Presumably, nginx cannot bind to the port because certbot has not stopped listening in standalone mode due to the above error.
Finally, certbot claims to be exiting abnormally but apparently doesn’t, because the rest of their log is filled with random requests to their server until they manually killed certbot:
2018-02-01 08:13:12,423:DEBUG:certbot.log:Exiting abnormally:
Traceback (most recent call last):
File "/opt/eff.org/certbot/venv/bin/letsencrypt", line 11, in <module>
sys.exit(main())
File "/opt/eff.org/certbot/venv/local/lib/python2.7/site-packages/certbot/main.py", line 1240, in main
return config.func(config, plugins)
File "/opt/eff.org/certbot/venv/local/lib/python2.7/site-packages/certbot/main.py", line 1142, in renew
renewal.handle_renewal_request(config)
File "/opt/eff.org/certbot/venv/local/lib/python2.7/site-packages/certbot/renewal.py", line 443, in handle_renewal_request
len(renew_failures), len(parse_failures)))

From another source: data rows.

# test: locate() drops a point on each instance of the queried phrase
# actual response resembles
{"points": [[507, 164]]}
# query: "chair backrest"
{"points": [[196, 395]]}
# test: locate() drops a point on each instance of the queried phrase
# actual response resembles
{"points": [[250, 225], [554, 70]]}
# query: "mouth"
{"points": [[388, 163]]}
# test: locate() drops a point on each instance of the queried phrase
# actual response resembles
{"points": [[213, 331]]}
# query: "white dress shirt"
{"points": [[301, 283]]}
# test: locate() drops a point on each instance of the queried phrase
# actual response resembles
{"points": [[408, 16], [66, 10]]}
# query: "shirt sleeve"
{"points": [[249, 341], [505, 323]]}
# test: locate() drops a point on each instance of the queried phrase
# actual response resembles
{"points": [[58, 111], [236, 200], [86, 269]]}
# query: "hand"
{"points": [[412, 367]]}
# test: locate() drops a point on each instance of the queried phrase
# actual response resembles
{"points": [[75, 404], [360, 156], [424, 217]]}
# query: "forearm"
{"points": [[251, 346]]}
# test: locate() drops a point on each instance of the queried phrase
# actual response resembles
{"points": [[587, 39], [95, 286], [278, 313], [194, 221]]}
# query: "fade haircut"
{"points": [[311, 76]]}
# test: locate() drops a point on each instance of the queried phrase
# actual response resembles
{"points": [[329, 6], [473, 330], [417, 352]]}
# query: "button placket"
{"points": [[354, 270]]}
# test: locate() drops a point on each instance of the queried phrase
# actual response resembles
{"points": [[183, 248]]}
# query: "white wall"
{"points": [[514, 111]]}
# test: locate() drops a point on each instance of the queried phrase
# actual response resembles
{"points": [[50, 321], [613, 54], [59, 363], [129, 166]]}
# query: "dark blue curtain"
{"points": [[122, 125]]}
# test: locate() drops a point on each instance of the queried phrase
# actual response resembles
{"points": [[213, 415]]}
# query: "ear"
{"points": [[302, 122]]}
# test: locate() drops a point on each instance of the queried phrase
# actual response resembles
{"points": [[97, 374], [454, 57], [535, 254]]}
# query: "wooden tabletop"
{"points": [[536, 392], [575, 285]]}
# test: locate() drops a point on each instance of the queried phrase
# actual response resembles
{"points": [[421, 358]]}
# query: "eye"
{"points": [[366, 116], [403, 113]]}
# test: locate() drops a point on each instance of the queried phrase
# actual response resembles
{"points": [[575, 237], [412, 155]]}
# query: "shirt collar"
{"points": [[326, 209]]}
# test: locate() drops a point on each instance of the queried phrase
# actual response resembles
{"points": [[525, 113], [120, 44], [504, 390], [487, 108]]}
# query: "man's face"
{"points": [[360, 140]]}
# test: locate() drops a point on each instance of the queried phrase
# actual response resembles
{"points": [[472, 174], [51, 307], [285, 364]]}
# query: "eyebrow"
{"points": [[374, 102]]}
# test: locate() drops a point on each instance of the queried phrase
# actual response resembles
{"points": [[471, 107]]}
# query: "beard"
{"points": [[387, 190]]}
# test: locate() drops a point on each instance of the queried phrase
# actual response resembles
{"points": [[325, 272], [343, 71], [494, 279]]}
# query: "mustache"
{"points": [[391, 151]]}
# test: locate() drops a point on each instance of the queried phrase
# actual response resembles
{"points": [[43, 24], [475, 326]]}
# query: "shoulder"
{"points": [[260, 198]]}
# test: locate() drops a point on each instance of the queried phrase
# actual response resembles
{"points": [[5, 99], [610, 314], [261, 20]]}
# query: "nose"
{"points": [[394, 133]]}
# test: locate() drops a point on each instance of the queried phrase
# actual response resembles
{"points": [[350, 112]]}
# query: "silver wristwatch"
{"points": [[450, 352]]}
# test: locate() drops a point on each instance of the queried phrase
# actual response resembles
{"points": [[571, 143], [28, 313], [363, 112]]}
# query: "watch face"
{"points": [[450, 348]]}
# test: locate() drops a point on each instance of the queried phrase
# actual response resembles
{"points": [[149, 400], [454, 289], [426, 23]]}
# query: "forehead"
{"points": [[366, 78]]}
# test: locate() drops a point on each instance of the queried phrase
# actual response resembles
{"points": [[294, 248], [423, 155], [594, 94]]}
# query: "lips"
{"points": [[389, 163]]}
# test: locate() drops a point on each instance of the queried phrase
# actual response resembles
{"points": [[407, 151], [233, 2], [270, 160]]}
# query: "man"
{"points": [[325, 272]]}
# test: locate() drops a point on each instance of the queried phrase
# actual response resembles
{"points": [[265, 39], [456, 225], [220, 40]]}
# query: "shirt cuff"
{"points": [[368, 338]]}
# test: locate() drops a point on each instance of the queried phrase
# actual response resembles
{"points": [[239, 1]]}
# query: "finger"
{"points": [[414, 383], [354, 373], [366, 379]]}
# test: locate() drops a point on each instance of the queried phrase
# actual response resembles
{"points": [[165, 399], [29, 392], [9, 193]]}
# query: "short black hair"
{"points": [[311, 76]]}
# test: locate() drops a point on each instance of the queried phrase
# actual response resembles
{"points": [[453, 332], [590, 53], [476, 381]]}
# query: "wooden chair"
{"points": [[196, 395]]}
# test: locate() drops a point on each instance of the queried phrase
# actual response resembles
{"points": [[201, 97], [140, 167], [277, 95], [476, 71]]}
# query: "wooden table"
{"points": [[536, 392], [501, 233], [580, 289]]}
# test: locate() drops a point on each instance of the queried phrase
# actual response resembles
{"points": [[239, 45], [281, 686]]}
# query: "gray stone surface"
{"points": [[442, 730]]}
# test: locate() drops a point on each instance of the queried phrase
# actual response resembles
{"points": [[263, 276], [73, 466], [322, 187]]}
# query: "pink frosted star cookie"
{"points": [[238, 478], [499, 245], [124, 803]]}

Error: 1 renew failure(s), 0 parse failure(s)
2018-02-01 08:19:06,385:DEBUG:acme.crypto_util:Performing handshake with ('::ffff:66.249.84.8', 37995, 0, 0)
2018-02-01 08:19:06,386:DEBUG:acme.crypto_util:Server name (members.dartconnect.com) not recognized, dropping SSL
[...and so on...]
Maybe because the standalone server is still running on another thread?
So maybe three bugs?
-
The weird authorization error. (Probably hard to track down at this point.)
-
Certbot needs to stop standalone mode on a traceback.
-
Certbot really needs to exit at all costs when things go south.